In 1704, the Verrerie de Meisenthal (valley of the tits) was born for productive epics until 1969. This industrial wasteland in the Pays de Bitche could have finally gone to sleep if a local child, Yann Grienenberger, well surrounded, had not persisted in bringing it back to life. Its rehabilitation project runs for more than twenty years. Since 2000, he has been excavating, digging, discovering and endlessly revealing the buried treasures of this extraordinary industrial epic which has been exploiting its sandy soil, its water and its woods since the end of the Middle Ages. Already, nomadic glass-making communities set up their makeshift kilns at the bottom of the valley, to exploit the immediate natural resources. At the beginning of the 18th century, the roads becoming more passable, the glassmakers settled their activity until lighting the first furnace in 1711 in the current building of the Museum of Glass to produce objects of first necessity (jars, bottles, glasses window).
In the 19th century, the foundry abandoned wood in favor of coal and the scientific discoveries of the industrial revolution – the invention of the compressed air pump, the development of the steam engine operating the cutting wheels or the implementation of new techniques such as acid etching or the multilayer glass technique. Alongside the production of ‘cheap’ glassware, from 1867 to 1894, Émile Gallé, leader of the Ecole de Nancy, produced exceptional pieces without precedent which made Meisenthal the cradle of Art Nouveau glass. In the 1930s, the glass factory, which had 650 employees, moved towards mass production of butter dishes, sugar bowls, salt shakers, jam makers and lemon squeezers. In the 1960s, despite substantial investments and an annual production of more than 4 million pieces of blown and pressed glass, it suffered the full force of competition from those who had chosen mechanization.
In 1969, the glass factory closed and the scrap metal workers dismantled and recycled 8,000 metal molds (which, since 1992, has given rise to the creation of the Moulothèque). The wasteland of the factory which occupies one hectare no longer has any value and leads to the death of the village whose municipality buys the space for a symbolic franc and revives it. Since then, the most famous designers have succeeded one another there: Borek Sipek, Enzo Mari, François Azambourg, Jasper Morrison, Andreas Brandolini, Mathieu Lehanneur… or recently Nicolas Verschaeve.

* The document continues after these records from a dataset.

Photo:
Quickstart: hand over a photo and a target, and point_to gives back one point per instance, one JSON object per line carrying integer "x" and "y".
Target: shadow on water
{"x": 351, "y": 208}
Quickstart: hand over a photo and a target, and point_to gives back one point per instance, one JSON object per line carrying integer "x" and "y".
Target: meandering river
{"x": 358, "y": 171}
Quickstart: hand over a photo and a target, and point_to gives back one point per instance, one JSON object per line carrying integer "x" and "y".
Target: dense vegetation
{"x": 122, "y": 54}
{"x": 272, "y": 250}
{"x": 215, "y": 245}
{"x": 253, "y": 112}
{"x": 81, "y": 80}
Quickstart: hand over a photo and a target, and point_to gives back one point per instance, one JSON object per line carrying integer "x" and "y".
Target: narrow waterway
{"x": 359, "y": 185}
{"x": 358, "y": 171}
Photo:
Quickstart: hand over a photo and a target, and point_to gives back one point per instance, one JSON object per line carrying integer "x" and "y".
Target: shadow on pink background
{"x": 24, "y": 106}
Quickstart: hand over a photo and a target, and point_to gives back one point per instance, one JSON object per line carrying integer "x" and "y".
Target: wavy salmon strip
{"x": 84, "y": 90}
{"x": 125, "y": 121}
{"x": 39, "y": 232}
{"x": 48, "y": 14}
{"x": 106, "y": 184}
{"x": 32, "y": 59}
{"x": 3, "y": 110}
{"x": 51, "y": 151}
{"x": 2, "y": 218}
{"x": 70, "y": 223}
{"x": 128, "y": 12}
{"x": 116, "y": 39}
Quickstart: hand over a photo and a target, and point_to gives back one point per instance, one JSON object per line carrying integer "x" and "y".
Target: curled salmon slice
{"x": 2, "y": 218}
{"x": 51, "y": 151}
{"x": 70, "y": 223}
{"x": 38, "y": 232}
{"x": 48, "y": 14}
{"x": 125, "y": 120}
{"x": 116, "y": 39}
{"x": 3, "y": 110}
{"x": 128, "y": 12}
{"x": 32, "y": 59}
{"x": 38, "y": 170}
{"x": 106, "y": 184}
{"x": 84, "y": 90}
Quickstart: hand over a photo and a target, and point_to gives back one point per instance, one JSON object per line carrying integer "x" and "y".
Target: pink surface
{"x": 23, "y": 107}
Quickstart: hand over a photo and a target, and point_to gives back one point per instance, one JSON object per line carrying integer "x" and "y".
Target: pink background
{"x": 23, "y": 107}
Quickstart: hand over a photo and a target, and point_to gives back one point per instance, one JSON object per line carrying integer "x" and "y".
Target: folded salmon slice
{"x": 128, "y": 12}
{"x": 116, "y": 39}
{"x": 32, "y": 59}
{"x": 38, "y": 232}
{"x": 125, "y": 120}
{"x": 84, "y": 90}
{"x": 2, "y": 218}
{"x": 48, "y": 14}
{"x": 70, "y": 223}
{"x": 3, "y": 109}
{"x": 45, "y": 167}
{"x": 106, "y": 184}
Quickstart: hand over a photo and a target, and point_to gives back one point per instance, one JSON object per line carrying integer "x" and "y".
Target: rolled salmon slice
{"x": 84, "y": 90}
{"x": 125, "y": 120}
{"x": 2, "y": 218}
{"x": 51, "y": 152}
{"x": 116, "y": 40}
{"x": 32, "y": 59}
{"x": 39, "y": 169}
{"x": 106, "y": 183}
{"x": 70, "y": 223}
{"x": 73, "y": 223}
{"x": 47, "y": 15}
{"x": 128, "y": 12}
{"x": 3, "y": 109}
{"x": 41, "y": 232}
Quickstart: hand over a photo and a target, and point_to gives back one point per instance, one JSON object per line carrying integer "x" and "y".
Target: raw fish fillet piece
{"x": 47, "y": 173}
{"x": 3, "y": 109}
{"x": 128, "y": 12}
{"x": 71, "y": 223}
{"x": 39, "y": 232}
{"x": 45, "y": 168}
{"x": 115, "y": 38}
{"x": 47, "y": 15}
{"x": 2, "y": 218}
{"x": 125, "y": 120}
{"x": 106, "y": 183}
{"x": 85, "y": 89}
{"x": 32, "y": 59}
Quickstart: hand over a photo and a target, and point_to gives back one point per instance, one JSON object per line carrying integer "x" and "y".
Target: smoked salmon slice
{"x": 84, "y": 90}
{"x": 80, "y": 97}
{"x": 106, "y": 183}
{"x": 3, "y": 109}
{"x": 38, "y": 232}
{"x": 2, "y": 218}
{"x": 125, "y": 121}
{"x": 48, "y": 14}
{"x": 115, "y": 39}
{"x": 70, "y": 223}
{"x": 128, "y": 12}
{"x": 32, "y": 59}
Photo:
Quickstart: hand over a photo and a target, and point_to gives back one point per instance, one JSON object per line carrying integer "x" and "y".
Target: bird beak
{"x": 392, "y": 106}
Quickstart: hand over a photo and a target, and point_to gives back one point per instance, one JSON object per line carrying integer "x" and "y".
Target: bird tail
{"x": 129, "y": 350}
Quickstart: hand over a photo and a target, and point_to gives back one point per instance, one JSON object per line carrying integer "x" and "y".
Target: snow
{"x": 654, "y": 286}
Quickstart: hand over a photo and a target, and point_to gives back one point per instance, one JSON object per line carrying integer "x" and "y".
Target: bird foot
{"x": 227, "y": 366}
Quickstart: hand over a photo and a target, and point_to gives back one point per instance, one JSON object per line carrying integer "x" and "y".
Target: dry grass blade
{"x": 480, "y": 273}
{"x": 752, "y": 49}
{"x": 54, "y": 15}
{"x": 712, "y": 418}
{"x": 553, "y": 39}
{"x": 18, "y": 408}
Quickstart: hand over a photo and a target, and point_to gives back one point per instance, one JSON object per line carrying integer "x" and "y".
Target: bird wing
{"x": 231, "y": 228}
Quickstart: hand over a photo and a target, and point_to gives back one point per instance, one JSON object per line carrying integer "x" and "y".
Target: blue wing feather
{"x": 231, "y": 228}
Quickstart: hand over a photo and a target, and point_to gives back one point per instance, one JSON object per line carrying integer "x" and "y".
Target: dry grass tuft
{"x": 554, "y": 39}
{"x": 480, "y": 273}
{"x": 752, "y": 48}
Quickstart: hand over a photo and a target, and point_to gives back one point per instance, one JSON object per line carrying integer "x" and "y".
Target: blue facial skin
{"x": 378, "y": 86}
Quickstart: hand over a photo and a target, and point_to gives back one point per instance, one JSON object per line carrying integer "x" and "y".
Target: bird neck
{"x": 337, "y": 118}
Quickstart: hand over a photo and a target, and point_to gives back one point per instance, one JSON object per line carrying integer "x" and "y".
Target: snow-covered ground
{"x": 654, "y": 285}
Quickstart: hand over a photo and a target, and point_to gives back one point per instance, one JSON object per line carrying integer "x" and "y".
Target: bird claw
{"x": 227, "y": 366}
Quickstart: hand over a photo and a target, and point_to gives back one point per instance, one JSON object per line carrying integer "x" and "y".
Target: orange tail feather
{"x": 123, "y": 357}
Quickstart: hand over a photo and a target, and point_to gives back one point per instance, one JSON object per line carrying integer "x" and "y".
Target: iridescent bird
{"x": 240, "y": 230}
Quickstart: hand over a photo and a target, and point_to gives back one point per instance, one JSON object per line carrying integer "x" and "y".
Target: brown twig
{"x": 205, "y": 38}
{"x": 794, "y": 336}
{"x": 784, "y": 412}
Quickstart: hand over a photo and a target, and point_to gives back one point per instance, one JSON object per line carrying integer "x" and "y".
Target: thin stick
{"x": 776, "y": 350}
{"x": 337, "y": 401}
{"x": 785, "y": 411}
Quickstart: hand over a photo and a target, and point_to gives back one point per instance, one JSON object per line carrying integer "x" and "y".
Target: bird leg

Le projet architectural du site verrier de Meisenthal est l’œuvre de l’agence new-yorkaise SO-IL (Florian Idenburg, Jing Liu, Ilias Papageorgiou) associée à l’agence parisienne FREAKS architecture (Yves Pasquet, Cyril Gauthier, Guillaume Aubry). Le projet de réhabilitation de 2018 à 2022 a été géré par la Communauté des Communes du Pays de Bitche. L’agence Designers Unit (Paris) signe la muséographie-scénographie du Musée du Verre. Les V8 Designers associés à Fred Rieffel ont pensé divers aménagements intérieurs et le mobilier du site. Charte graphique et signalétique sont réalisées par Stéphane Riedinger.